By Libby George and Rodrigo Campos
LONDON/NEW YORK (Reuters) - Investors in emerging market sovereign bonds, alarmed by efforts to limit their debt restructuring options, are adding clauses to bond deals that would allow them to switch jurisdictions to avoid such curbs.
Two recent debt agreements, one pending in Sri Lanka and another agreed last year in Suriname, included clauses that would allow investors to change the location where potential disputes settle.
Such steps show that investors are mounting their defence against law changes that proponents say would help poor countries secure debt relief, but which financial firms argue could make emerging nations' bonds too risky for investors or too expensive for borrowers.
"The ideas ...are not going to go away," Andrew Wilkinson, senior restructuring partner at law firm Weil Gotshal said regarding proposed bills. "They will keep coming up, because there is a problem."
Under the proposed changes to laws in New York state, which is the location for roughly half of international bond deals, commercial creditors could see their recoveries capped at the level of bilateral official lenders. They could also be forced into a preset formula to decide who gets what in a restructuring.
The rationale is that it would streamline the default process and spare the indebted nations lengthy and costly negotiations. But investors argue that they could be forced to take losses which might be manageable for government creditors but too steep for the private ones.
"You will be imposing (the same) haircut when you have two different lenders with two complete different reasons for lending," said Rodrigo Olivares-Caminal, chair in banking and finance law at Queen Mary University of London.
"You are lending millions, and you have a fiduciary duty towards your investors."
Creditors also warn that changes like those mooted in New York could backfire - making them avoid lending to poor countries or demand higher returns to justify the risk.
The New York bills did not pass this year or last, but amid what the World Bank describes as a silent debt crisis, with emerging nations' external debt-servicing costs estimated to hit $400 billion this year, support for law changes is growing on both sides of the Atlantic.
SLOW AND PAINFUL
A raft of recent defaults from Zambia to Ethiopia fuelled a debate about debt fairness - particularly as Zambia's restructuring took three painful years.

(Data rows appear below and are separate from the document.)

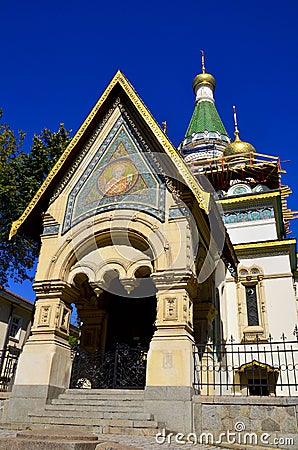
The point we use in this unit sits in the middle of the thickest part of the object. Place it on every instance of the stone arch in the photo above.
(141, 235)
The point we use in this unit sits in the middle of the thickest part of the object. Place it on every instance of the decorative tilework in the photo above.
(178, 212)
(51, 229)
(118, 177)
(205, 118)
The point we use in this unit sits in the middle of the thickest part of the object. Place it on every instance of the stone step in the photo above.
(102, 398)
(84, 401)
(103, 408)
(95, 412)
(108, 393)
(105, 423)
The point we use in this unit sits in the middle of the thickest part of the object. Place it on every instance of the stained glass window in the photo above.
(252, 305)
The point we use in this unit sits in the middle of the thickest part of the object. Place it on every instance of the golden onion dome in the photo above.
(237, 147)
(204, 78)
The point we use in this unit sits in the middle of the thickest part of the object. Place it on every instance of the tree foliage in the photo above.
(21, 174)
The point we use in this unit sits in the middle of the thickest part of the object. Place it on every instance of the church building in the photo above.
(178, 263)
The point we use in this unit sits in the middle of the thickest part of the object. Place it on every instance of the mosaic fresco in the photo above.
(247, 216)
(118, 177)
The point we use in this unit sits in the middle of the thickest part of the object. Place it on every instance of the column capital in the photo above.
(176, 279)
(52, 289)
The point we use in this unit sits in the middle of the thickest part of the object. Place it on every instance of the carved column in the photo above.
(45, 364)
(170, 357)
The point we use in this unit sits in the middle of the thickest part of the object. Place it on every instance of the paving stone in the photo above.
(270, 425)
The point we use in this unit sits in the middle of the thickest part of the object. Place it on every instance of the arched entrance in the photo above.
(116, 329)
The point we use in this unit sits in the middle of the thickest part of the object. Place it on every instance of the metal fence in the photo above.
(8, 365)
(124, 367)
(258, 367)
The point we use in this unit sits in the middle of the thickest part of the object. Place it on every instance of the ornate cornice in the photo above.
(249, 198)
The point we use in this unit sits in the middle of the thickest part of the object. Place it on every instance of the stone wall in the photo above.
(263, 421)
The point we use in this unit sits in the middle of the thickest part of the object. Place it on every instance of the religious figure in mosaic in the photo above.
(117, 178)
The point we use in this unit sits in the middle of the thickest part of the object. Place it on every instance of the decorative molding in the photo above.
(245, 215)
(88, 198)
(202, 197)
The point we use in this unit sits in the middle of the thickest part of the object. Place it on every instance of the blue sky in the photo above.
(57, 58)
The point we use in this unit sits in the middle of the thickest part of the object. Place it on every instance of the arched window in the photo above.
(252, 313)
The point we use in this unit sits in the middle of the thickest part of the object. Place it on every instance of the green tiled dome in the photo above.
(205, 117)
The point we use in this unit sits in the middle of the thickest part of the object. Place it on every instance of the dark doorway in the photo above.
(130, 317)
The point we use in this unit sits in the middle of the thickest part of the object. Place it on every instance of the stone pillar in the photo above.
(45, 364)
(169, 381)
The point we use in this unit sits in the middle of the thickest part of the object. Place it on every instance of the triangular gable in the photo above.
(42, 196)
(119, 176)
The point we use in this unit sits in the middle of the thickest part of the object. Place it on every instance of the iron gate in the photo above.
(123, 368)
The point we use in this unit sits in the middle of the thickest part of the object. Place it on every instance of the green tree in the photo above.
(21, 174)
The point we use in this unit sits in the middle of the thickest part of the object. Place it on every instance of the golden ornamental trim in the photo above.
(264, 245)
(201, 196)
(248, 198)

Debt justice advocates including Ben Grossman-Cohen, director of campaigns for Oxfam America, have supported the New York bills and he said the Sri Lanka contract clause was "just an attempt to grab headlines."
For others, like Olivares-Caminal, Sri Lanka's bond provisions mark a watershed moment.

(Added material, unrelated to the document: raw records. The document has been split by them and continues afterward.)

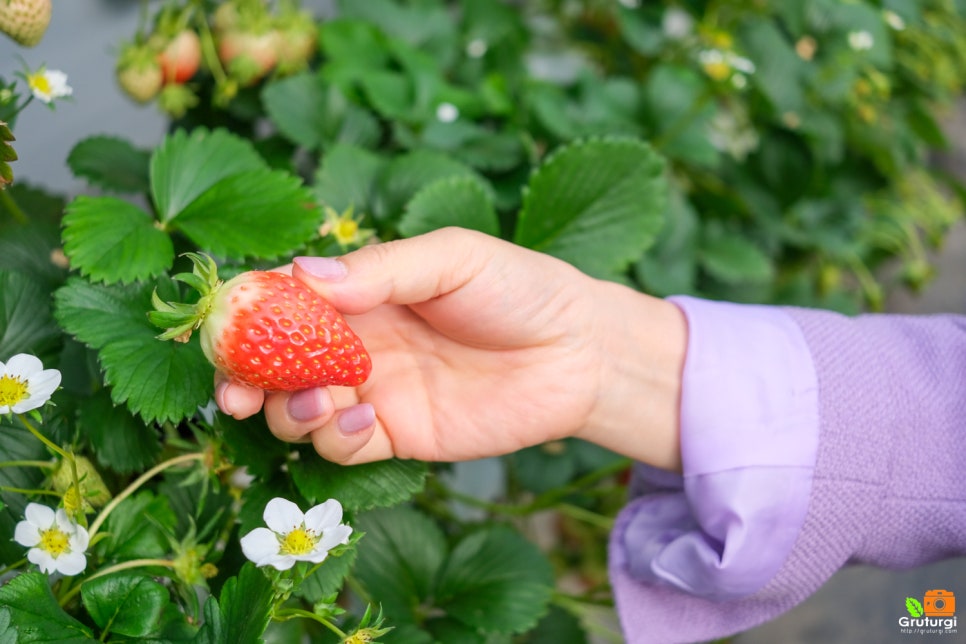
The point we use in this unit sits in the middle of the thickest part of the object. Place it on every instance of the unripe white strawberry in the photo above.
(25, 20)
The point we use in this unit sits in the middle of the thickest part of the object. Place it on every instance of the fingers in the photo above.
(348, 433)
(236, 399)
(403, 272)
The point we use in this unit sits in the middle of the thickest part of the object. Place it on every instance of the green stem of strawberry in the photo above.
(180, 319)
(210, 53)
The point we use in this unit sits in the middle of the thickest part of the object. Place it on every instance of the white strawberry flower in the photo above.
(25, 384)
(292, 536)
(56, 543)
(48, 84)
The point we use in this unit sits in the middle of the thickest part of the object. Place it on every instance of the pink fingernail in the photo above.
(324, 268)
(357, 418)
(220, 397)
(306, 404)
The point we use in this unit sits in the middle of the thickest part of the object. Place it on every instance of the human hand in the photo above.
(480, 348)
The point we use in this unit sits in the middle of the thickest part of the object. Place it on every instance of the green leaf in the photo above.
(357, 487)
(734, 260)
(125, 603)
(680, 108)
(597, 204)
(347, 177)
(255, 213)
(914, 607)
(120, 441)
(496, 581)
(36, 615)
(8, 634)
(399, 559)
(161, 381)
(457, 201)
(30, 247)
(110, 240)
(26, 324)
(252, 444)
(246, 602)
(406, 175)
(111, 163)
(137, 528)
(670, 267)
(313, 114)
(187, 165)
(329, 578)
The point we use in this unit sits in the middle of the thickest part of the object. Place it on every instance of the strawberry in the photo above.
(25, 20)
(180, 57)
(248, 55)
(138, 72)
(265, 329)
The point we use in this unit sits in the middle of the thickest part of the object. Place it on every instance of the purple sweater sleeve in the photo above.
(809, 440)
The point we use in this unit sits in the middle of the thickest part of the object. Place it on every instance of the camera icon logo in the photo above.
(939, 603)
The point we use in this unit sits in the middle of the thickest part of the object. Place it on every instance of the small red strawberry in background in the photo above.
(139, 73)
(25, 20)
(265, 329)
(248, 55)
(181, 57)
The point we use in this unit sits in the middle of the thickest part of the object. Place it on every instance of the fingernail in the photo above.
(324, 268)
(220, 397)
(306, 404)
(356, 418)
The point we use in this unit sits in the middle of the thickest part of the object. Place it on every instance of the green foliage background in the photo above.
(766, 152)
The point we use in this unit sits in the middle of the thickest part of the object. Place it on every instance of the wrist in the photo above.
(642, 349)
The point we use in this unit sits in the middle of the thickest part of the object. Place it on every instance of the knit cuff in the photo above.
(749, 439)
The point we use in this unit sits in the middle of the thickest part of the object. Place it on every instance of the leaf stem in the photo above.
(290, 613)
(26, 492)
(137, 483)
(124, 565)
(13, 566)
(57, 449)
(41, 464)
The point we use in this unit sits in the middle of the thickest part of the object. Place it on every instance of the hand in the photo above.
(480, 348)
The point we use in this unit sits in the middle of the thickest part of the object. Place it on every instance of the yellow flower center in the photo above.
(55, 541)
(298, 542)
(346, 231)
(40, 84)
(717, 70)
(12, 390)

"In Suriname it was a technicality, and it went unnoticed. But Sri Lanka, I think will send a strong message," Olivares-Caminal said.
He said the clauses were a direct reaction to "fires" in the two main jurisdictions - New York state and England, where similar proposals have gained renewed traction since the Labour party took power.

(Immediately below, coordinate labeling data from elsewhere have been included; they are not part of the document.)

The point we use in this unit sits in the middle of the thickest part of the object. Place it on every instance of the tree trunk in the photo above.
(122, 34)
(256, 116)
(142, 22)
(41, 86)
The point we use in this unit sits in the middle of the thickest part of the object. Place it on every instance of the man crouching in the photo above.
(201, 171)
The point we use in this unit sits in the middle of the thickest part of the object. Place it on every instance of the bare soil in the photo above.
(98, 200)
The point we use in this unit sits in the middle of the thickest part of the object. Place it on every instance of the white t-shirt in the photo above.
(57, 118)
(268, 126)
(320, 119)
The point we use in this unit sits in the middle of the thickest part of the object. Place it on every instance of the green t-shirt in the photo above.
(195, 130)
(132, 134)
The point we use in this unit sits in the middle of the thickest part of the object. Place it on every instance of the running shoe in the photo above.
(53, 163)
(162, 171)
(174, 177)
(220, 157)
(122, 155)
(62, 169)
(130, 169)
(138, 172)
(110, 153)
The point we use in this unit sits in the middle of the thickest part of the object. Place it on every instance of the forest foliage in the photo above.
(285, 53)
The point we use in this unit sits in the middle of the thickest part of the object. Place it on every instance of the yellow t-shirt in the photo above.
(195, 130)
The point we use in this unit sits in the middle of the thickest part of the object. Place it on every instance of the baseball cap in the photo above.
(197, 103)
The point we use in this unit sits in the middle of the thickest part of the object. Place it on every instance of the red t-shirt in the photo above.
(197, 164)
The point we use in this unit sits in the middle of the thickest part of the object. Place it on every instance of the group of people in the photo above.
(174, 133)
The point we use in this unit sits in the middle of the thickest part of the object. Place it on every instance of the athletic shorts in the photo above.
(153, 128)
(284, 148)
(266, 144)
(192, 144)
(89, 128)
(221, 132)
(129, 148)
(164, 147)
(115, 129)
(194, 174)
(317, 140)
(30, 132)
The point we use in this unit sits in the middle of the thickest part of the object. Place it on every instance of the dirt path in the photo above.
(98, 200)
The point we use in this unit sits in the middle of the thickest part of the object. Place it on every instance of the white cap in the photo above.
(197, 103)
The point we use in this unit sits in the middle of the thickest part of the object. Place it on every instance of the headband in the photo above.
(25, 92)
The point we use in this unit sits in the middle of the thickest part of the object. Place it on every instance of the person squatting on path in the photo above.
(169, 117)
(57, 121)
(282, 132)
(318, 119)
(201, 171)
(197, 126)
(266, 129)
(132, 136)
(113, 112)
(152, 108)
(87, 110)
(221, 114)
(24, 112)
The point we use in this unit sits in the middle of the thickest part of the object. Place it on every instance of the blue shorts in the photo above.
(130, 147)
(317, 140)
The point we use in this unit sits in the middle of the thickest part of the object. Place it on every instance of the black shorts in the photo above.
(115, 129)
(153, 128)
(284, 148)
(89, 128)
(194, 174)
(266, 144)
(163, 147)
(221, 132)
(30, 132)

In Suriname's case, negotiators inserted a clause allowing 50% of bondholders to seek a vote to change the jurisdiction underpinning the bonds, while giving the country the power to veto the request.
In Sri Lanka, just 20% of holders of any particular bond could force a vote to change the jurisdiction from New York to England or Delaware. The government has no veto right.
NOWHERE TO RUN?
Even those who support changes to make debt reworks fairer to the developing world say lawmakers must tread carefully.
Rebeca Grynspan, Secretary-General of the UN Trade and Development agency (UNCTAD), told Reuters several provisions introduced over the past decade already offer safeguards against rogue creditors holding up debt deals in pursuit of more generous returns.
Newer language, such as natural disaster clauses, is also protecting debtor countries, she said.
"Legal instruments are important but if we overdo it, the private sector will go somewhere else to issue debt," she said.
Shifting from New York to English law would be relatively straightforward, restructuring experts say, given both locations have legal systems honed over decades to handle sovereign debt defaults and their legal complexities.
Moving elsewhere would be problematic, Weil Gotshal's Wilkinson said.
"You don't just create a restructuring regime out of whole cloth and expect it to work," he said. "You need established law and you need judges who are experienced in applying them."